Hacker News new | ask | show | jobs
by shadowgovt 1777 days ago
It's worth noting that the original plan was for even less Federal power, and that one fell apart almost immediately.

Power has been moving in a central direction ever since.

1 comments

Not so much "fell apart" as "intentionally overthrown by capitalists when they didn't agree with policies determined through democracy". Madison and his co-conspirators didn't approve of the deliberate currency depreciation and other measures voted in by farmers who fought, unpaid, for years in a war that benefited rich elites and came home to find their farms repossessed by debtors and tax collectors. So long as the various states operated as competing democracies, they were subject to the wishes of their citizens.

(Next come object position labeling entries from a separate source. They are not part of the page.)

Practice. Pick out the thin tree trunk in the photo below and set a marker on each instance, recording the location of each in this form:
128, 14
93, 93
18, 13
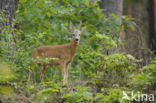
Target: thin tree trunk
151, 29
7, 11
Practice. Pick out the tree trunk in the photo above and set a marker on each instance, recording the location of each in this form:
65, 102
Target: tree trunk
151, 25
7, 12
112, 6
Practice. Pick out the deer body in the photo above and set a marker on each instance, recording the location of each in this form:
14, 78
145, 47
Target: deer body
64, 53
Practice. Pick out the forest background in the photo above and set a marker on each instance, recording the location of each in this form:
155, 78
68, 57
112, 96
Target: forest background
116, 52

The constitution, written in secret by a cabal of rich white men, put an end to all of that, as it was intended to do.
So long as the various states operated as competing democracies, they couldn't pull together into one country.
Yeah, that was the original idea. United States would menace the rest of the world a lot less if it weren't truly united.

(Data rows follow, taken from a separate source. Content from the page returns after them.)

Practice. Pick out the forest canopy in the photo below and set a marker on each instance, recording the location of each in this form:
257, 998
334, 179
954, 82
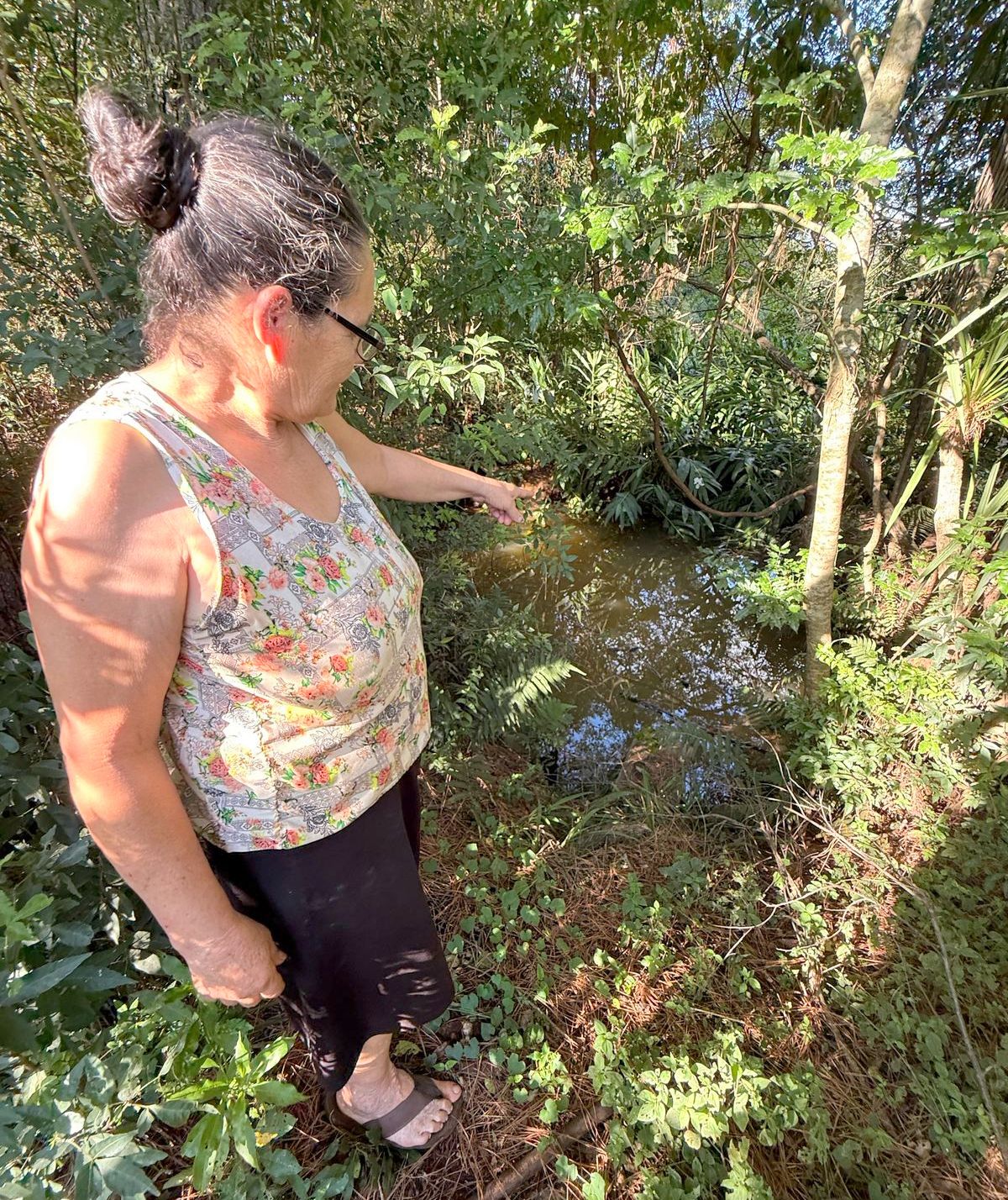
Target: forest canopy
732, 272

Alternate history speculation is a fool's game, but a fun one. ;) It's also extremely likely that the (states that make up the) United States would be the territory of other powers if it hadn't united.

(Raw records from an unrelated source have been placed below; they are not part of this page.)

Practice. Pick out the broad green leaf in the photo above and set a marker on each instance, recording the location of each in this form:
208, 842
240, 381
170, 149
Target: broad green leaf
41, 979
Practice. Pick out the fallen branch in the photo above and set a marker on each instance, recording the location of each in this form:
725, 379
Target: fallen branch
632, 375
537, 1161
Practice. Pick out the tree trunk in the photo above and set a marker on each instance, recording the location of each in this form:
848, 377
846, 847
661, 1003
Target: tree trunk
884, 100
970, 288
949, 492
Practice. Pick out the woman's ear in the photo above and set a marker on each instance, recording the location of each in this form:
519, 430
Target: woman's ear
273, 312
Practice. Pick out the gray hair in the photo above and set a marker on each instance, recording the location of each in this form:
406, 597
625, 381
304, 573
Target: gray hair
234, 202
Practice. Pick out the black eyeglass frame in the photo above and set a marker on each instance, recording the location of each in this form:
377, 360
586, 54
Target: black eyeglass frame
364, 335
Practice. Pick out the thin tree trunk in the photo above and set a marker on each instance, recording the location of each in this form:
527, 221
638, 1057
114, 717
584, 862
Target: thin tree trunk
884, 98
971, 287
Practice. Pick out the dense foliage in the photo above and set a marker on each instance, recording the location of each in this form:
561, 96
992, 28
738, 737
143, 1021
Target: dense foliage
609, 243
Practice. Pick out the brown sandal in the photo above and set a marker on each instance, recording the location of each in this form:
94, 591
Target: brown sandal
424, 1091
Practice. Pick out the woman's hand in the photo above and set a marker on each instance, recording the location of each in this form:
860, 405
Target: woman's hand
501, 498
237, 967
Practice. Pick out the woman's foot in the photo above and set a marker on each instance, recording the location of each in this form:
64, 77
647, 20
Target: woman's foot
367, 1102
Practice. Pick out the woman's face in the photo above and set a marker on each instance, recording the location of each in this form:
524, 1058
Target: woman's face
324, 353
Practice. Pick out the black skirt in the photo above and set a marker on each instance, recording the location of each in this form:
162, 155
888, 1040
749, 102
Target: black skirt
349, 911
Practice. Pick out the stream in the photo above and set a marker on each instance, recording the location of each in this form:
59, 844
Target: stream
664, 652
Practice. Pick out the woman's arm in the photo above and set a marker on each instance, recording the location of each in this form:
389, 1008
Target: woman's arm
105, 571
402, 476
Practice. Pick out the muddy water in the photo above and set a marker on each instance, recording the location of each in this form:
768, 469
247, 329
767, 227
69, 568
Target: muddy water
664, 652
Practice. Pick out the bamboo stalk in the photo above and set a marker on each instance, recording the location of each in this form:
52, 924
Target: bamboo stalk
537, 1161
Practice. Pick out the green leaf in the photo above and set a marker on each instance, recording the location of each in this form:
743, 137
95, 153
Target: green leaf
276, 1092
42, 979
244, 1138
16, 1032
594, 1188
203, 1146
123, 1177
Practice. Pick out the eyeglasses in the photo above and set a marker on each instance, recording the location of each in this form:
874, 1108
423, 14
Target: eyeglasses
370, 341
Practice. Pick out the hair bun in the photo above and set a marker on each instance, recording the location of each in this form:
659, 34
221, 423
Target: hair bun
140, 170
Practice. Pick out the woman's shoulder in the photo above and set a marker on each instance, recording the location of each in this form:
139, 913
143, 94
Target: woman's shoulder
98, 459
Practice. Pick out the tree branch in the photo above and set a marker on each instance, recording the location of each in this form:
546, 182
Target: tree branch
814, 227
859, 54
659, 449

It's interesting to speculate on how much of the colonies Britain would have won back in the War of 1812 if it hadn't faced a unified front, or what a powerful France would have done in world history if it had never made the Louisiana purchase sale to the United States because there would have been no United States to make the sale to (or, for that matter, what a powerful Spain would have done if France had made the sale to Spain instead, expanding the Mexican holdings). Or how long slavery would have lasted in North America if there had been no pressure of maintaining a national-scale rule of law to bring disagreements between Northern and Southern states to the point of a military conflict.